Collins despaired enough of the humour of the Press Gallery to broach the topic again in her final speech of the year in Parliament.
"They know that I have a sense of humour, even if they don't always share it," she said of the Press Gallery.
Best actor after leaving a leading role: Simon Bridges
The end of his leadership had something of a liberating effect on Simon Bridges.
Having pegged in his occasionally unruly sense of humour for the sake of trying to project a bit of gravitas, Bridges started waving his arms in the air like he just didn't care.
There was his short film, titled "Simon Bridges, walking with a baby yak".
There was his musical, a clip of him dancing to mark Cook Islands language day:
In honour of Cook Islands Language Week starting today. This is from this time last year at Ferguson Intermediate, Otara. pic.twitter.com/QmQ6ORRrgI— Simon Bridges (@simonjbridges) August 1, 2020
He wound up by taking the mickey out of National's promo videos for Collins' reshuffle, releasing his bloopers clip instead of the finished product. It showed him breaking into a coughing fit, complete with special effects and dramatic soundtrack.
His social media interactions also improved immensely.
When writer Madeleine Chapman went to Twitter and listed Goldsmith as someone who would trounce her in a fight, Bridges had a strategy for her: "Even though he's a taekwondo ninja, he'd fight fair. Get him before he's ready in the fruit & veges and it would be over before it began."

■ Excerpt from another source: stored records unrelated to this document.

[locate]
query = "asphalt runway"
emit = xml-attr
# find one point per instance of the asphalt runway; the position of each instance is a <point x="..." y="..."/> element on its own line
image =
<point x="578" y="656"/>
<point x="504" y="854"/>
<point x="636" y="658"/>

Bridges was last seen cooking marshmallows with his kids over a camping fire, making a mosaic peacock, and spit-roasting a sheep in his back yard.
I do not kid you.
Award for most political tension: NZ First leader Winston Peters and Green Party co-leader James Shaw
As the end of the awkward trio of Labour, NZ First and the Green Party came to an end, so did any pretence of niceties.
Peters described the Green Party as "unstable and untrustworthy" after they voted for a bill to repeal waka jumping legislation. Shaw described NZ First as "a force of chaos" in Government.

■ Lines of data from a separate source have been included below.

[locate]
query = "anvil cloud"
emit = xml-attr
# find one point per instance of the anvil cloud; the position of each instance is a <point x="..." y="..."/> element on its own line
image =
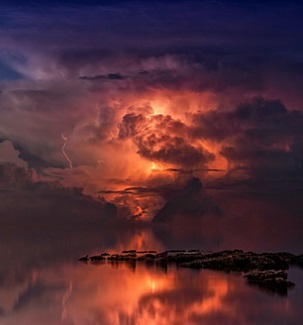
<point x="147" y="95"/>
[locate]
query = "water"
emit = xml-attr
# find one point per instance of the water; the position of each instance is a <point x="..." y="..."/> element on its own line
<point x="41" y="281"/>
<point x="78" y="293"/>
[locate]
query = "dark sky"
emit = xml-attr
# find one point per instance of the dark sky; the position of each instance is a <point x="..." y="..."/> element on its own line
<point x="139" y="101"/>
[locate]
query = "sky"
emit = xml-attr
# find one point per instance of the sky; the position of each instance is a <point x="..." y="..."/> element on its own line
<point x="176" y="115"/>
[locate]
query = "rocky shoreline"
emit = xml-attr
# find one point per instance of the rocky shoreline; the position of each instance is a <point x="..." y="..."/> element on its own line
<point x="266" y="270"/>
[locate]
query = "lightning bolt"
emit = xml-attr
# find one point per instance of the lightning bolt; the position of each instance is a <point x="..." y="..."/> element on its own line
<point x="65" y="297"/>
<point x="65" y="138"/>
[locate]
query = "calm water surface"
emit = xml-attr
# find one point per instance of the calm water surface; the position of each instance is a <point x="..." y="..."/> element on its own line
<point x="79" y="293"/>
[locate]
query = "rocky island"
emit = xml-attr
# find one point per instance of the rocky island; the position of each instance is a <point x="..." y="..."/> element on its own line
<point x="268" y="271"/>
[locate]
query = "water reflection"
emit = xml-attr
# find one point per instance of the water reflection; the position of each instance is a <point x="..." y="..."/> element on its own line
<point x="110" y="293"/>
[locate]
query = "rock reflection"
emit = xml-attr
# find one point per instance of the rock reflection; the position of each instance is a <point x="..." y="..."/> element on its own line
<point x="120" y="294"/>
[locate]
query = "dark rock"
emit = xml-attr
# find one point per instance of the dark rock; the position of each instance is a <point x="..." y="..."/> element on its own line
<point x="270" y="280"/>
<point x="84" y="259"/>
<point x="97" y="258"/>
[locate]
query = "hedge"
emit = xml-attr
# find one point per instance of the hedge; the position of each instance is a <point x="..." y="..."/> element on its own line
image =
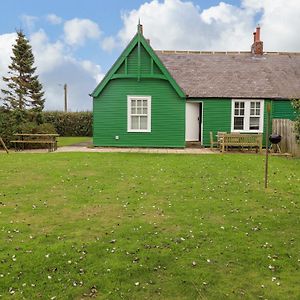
<point x="65" y="124"/>
<point x="70" y="123"/>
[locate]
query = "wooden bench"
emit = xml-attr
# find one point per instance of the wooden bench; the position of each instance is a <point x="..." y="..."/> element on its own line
<point x="3" y="145"/>
<point x="241" y="140"/>
<point x="37" y="138"/>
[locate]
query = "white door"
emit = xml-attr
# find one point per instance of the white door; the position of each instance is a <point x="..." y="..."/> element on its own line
<point x="192" y="122"/>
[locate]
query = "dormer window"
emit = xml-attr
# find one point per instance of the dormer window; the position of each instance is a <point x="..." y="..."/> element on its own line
<point x="247" y="115"/>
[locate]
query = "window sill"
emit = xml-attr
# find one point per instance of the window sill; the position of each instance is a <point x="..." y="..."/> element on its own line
<point x="247" y="131"/>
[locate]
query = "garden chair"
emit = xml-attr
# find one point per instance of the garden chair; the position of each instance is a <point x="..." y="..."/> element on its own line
<point x="3" y="145"/>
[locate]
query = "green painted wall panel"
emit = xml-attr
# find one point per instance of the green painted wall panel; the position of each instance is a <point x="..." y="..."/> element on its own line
<point x="167" y="110"/>
<point x="282" y="109"/>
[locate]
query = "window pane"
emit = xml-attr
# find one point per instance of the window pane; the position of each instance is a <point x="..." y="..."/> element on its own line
<point x="254" y="123"/>
<point x="134" y="122"/>
<point x="238" y="123"/>
<point x="143" y="121"/>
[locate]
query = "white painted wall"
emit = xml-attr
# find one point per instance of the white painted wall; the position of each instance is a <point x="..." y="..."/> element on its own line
<point x="192" y="122"/>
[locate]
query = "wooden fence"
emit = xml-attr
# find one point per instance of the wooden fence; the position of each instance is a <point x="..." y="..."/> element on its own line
<point x="288" y="143"/>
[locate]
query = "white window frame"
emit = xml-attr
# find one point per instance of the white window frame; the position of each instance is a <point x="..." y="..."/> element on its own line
<point x="247" y="115"/>
<point x="129" y="114"/>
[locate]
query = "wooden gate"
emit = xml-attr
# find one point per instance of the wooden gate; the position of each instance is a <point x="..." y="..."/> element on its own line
<point x="285" y="128"/>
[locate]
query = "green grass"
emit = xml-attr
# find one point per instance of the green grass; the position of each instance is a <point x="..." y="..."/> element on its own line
<point x="131" y="225"/>
<point x="71" y="140"/>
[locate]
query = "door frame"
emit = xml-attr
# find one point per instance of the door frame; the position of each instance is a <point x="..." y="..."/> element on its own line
<point x="201" y="124"/>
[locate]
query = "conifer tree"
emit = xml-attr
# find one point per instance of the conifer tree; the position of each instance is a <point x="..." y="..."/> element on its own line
<point x="24" y="91"/>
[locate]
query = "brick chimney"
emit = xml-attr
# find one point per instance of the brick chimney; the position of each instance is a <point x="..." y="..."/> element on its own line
<point x="257" y="46"/>
<point x="140" y="28"/>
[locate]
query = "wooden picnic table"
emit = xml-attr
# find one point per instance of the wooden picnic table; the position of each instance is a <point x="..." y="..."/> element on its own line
<point x="36" y="138"/>
<point x="243" y="140"/>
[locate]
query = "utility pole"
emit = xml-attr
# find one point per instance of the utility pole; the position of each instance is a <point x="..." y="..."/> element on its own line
<point x="66" y="97"/>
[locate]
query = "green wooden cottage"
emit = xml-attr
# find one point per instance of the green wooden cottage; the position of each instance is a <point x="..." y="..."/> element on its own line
<point x="168" y="98"/>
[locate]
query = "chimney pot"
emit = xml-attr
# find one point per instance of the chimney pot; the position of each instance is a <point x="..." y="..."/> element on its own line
<point x="257" y="35"/>
<point x="257" y="46"/>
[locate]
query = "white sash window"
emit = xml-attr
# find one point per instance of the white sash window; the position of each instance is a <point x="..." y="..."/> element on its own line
<point x="139" y="113"/>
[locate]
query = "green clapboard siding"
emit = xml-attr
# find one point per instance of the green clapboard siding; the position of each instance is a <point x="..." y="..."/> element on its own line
<point x="216" y="117"/>
<point x="167" y="110"/>
<point x="282" y="109"/>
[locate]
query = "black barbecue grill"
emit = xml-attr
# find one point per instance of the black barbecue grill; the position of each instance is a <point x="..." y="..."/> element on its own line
<point x="275" y="139"/>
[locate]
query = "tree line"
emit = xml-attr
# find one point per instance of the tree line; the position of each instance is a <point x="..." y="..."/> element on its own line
<point x="23" y="89"/>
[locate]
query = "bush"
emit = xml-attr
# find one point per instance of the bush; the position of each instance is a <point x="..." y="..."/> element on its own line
<point x="65" y="124"/>
<point x="70" y="123"/>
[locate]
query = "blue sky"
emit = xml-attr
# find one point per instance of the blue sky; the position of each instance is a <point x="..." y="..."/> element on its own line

Peters then told voters a Labour–Green Government would be "a nightmare" and said the Greens were "away with the fairies".
Shaw then did a pre-emptive dance on NZ First's grave in Parliament, speaking after Peters, he said he was pleased to have been there for what would be Peters' final speech in Parliament.
The election granted his wish. Or did it? 2023 looms.